Mini Review ARTICLE
Epitope-specific antibody levels in tuberculosis: biomarkers of protection, disease, and response to treatment
- Department of Respiratory Medicine, Homerton University Hospital, London, UK
Monoclonal antibodies restricted to Mycobacterium tuberculosis can measure epitope-specific antibody levels in a competition assay. Immunodominant epitopes were defined from clinical samples and related to the clinical spectrum of disease. Antibody to the immunodominant epitopes was associated with HLA-DR15. Occupational exposure showed a different response and was consistent with recognition of dormancy-related proteins and protection despite exposure to tuberculosis (TB). Studies in leprosy revealed the importance of immune deviation and the relationships between T and B cell epitopes. During treatment, antibody levels increased, epitope spreading occurred, but the affinity constants remained the same after further antigen exposure, suggesting constraints on the process of epitope selection.
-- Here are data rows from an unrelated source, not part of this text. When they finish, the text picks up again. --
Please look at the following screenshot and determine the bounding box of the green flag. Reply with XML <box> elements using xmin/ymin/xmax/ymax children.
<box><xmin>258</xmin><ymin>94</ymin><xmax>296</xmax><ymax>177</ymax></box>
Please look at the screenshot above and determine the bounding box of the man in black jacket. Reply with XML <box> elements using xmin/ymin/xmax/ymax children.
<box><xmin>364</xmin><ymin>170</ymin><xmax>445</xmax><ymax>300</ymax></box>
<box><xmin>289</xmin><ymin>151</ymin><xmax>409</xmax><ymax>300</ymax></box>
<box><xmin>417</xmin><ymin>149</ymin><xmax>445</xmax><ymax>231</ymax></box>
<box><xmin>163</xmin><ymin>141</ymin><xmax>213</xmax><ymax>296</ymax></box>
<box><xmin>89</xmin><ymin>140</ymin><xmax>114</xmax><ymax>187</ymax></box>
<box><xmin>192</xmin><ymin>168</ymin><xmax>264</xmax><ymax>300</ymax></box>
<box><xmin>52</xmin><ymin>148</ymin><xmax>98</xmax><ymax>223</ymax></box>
Epitope-specific antibody levels have a potential role as biomarkers for new vaccines which might prevent the progression of latent to active TB and as tools to measure treatment effects on subpopulations of tubercle bacilli.
There are many unanswered questions in tuberculosis (TB) for which an understanding of both clinical aspects and the adaptive immune response is critical. Most research has concentrated on the processes of infection and the initial, innate immune response to Mycobacterium tuberculosis (Mtb). It has long been clear that BCG vaccination is excellent at preventing primary forms of TB and that the immunodeficiencies caused by HIV infection or by increasing age give rise to these same forms of TB. On the other hand, BCG does not prevent post-primary disease, particularly sputum smear-positive pulmonary tuberculosis (S + PTB). Many animal models which attempt to elucidate the nature of reactivation of latent infection merely recapitulate the same pattern of immunodeficiency found in primary disease.
Post-primary TB is characterized by an immune response to both cross-reactive antigens, as in the tuberculin response, and species-restricted antigens, such as those found in the RD1 sequence, namely esat-6 and cfp-10. Destructive caseation is an essential feature of post-primary disease and much has been made of the difference between apoptotic and necrotic cell death as the pathogenetic mechanism (1). HIV infection has shown that CD4+ T cells are essential in this process, as lung cavities become rarer as the CD4 count falls (2). Sette et al. observed that antigen concentration was important in predicting T helper responses and that antibody responses reflected both the CD8 T cell response to early antigens and the CD4+ T cell response to late and structural antigens (2).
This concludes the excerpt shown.